Let's say we want to generate a new dataset that contains all possible physical and chemical data for Peter and Paul Lakes. In this case, we want to do a full join.
```{r}
NTL.phys.nutrient.data.PeterPaul <- full_join(NTL.phys.data.PeterPaul.subset, NTL.nutrient.data.PeterPaul.subset)
write.csv(NTL.phys.nutrient.data.PeterPaul, row.names = FALSE,
file ="./Data/Processed/NTL-LTER_Lake_Chemistry_Nutrients_PeterPaul_Processed.csv")
```
### rbind
The Niwot Ridge litter dataset, when downloaded from NEON, comes packaged with each month as a different .csv file.
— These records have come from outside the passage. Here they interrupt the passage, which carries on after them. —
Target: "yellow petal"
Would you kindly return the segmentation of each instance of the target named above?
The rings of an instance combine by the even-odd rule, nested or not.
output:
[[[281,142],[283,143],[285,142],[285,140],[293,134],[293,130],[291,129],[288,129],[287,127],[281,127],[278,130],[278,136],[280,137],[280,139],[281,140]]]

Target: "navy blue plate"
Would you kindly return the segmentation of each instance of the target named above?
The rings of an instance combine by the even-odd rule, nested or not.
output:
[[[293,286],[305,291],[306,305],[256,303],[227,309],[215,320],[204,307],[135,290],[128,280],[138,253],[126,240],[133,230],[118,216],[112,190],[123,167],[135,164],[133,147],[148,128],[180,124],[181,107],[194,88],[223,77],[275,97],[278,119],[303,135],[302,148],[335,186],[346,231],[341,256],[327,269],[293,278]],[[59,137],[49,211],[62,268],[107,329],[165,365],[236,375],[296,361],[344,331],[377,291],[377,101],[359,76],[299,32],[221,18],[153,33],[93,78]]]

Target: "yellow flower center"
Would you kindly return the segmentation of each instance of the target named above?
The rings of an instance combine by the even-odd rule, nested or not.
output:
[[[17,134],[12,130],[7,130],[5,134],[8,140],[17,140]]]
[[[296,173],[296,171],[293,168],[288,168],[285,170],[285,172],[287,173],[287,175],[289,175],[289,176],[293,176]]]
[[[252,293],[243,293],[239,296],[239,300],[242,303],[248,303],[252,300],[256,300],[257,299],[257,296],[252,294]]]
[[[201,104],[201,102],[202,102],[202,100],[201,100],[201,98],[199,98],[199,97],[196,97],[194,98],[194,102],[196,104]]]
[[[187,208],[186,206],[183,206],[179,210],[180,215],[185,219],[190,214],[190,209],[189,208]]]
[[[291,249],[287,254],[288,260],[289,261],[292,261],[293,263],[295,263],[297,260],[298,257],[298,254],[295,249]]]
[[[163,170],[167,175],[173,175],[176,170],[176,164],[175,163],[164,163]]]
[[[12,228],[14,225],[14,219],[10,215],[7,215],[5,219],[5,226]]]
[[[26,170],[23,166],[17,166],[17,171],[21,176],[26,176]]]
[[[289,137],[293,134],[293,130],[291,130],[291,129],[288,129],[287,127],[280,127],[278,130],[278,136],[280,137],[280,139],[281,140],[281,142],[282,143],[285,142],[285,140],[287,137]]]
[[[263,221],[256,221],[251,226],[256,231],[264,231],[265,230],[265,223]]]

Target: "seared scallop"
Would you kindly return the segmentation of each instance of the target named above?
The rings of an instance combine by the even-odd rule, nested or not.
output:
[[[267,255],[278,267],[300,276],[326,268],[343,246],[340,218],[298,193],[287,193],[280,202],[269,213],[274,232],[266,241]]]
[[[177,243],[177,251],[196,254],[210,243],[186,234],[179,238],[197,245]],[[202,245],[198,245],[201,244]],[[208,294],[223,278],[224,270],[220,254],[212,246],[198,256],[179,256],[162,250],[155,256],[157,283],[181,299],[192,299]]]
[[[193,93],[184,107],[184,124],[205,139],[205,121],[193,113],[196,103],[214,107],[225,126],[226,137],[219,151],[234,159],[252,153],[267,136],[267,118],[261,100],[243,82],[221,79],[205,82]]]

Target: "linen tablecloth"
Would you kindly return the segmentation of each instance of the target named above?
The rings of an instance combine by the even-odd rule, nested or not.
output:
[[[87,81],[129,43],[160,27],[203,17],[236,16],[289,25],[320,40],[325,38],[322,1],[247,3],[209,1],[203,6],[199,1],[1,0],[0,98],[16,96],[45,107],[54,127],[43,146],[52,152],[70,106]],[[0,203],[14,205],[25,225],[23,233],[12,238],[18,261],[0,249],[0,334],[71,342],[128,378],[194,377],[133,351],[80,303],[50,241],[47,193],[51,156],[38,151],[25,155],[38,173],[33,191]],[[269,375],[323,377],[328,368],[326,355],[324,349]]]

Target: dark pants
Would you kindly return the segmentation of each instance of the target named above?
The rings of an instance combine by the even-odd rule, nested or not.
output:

If we want to analyze the dataset as a single data frame, we need to combine each of these files.
```{r}
Litter.June2016 <- read.csv("./Data/Raw/NIWO_Litter/NEON_NIWO_Litter_massdata_2016-06_raw.csv")
Litter.July2016 <- read.csv("./Data/Raw/NIWO_Litter/NEON_NIWO_Litter_massdata_2016-07_raw.csv")
Litter.August2016 <- read.csv("./Data/Raw/NIWO_Litter/NEON_NIWO_Litter_massdata_2016-08_raw.csv")
Litter.2019 <- rbind(Litter.June2016, Litter.July2016, Litter.August2016)
```
However, there are 20 months in this dataset, so importing all these files individually would be tedious to code. Here is a more efficient way to import and combine all files.
```{r}
LitterFiles = list.files(path = "./Data/Raw/NIWO_Litter/", pattern="*.csv", full.names=TRUE)
LitterFiles
Litter <- LitterFiles %>%
plyr::ldply(read.csv)
```
We also have information about individual traps, including the location and type of landcover. Let's join these two datasets. Note that "siteID", "plotID" and "trapID" exist in both datasets, and we can join them by these conditions. Notice the dimensions of the final dataset.
```{r}
Trap <- read.csv("./Data/Raw/NEON_NIWO_Litter_trapdata_raw.csv")
LitterTrap <- left_join(Litter, Trap, by = c("siteID", "plotID", "trapID"))
dim(Litter)
dim(Trap)
dim(LitterTrap)
LitterTrap <- LitterTrap %>%
select(plotID:trapID, collectDate, functionalGroup:qaDryMass, subplotID:geodeticDatum)
write.csv(LitterTrap, row.names = FALSE,
file ="./Data/Processed/NEON_NIWO_Litter_mass_trap_Processed.csv")
```
## Split-Apply-Combine
dplyr functionality, combined with the pipes operator, allows us to split datasets according to groupings (function: `group_by`), then run operations on those groupings and return the output of those operations. There is a lot of flexibility in this approach, but we will illustrate just one example today.
```{r}
NTL.PeterPaul.summaries <-
NTL.phys.nutrient.data.PeterPaul %>%
filter(depth == 0) %>%
group_by(lakename, month) %>%
filter(!is.na(temperature_C) & !is.na(tn_ug) & !is.na(tp_ug)) %>%
summarise(meantemp = mean(temperature_C),
sdtemp = sd(temperature_C),
meanTN = mean(tn_ug),
sdTN = sd(tn_ug),
meanTP = mean(tp_ug),
sdTP = sd(tp_ug))
write.csv(NTL.PeterPaul.summaries, row.names = FALSE,
file ="./Data/Processed/NTL-LTER_Lake_Summaries_PeterPaul_Processed.csv")
```
## Alternative Methods for Data Wrangling
If you want to iteratively perform operations on your data, there exist several options. We have demonstrated the pipe as one option. Additional options include the `apply` function (https://www.rdocumentation.org/packages/base/versions/3.5.2/topics/apply) and `for` loops (https://swcarpentry.github.io/r-novice-inflammation/15-supp-loops-in-depth/). These options are good options as well (again, multiple ways to get to the same outcome). A word of caution: loops are slow. This may not make a difference for small datasets, but small time additions will make a difference with large datasets.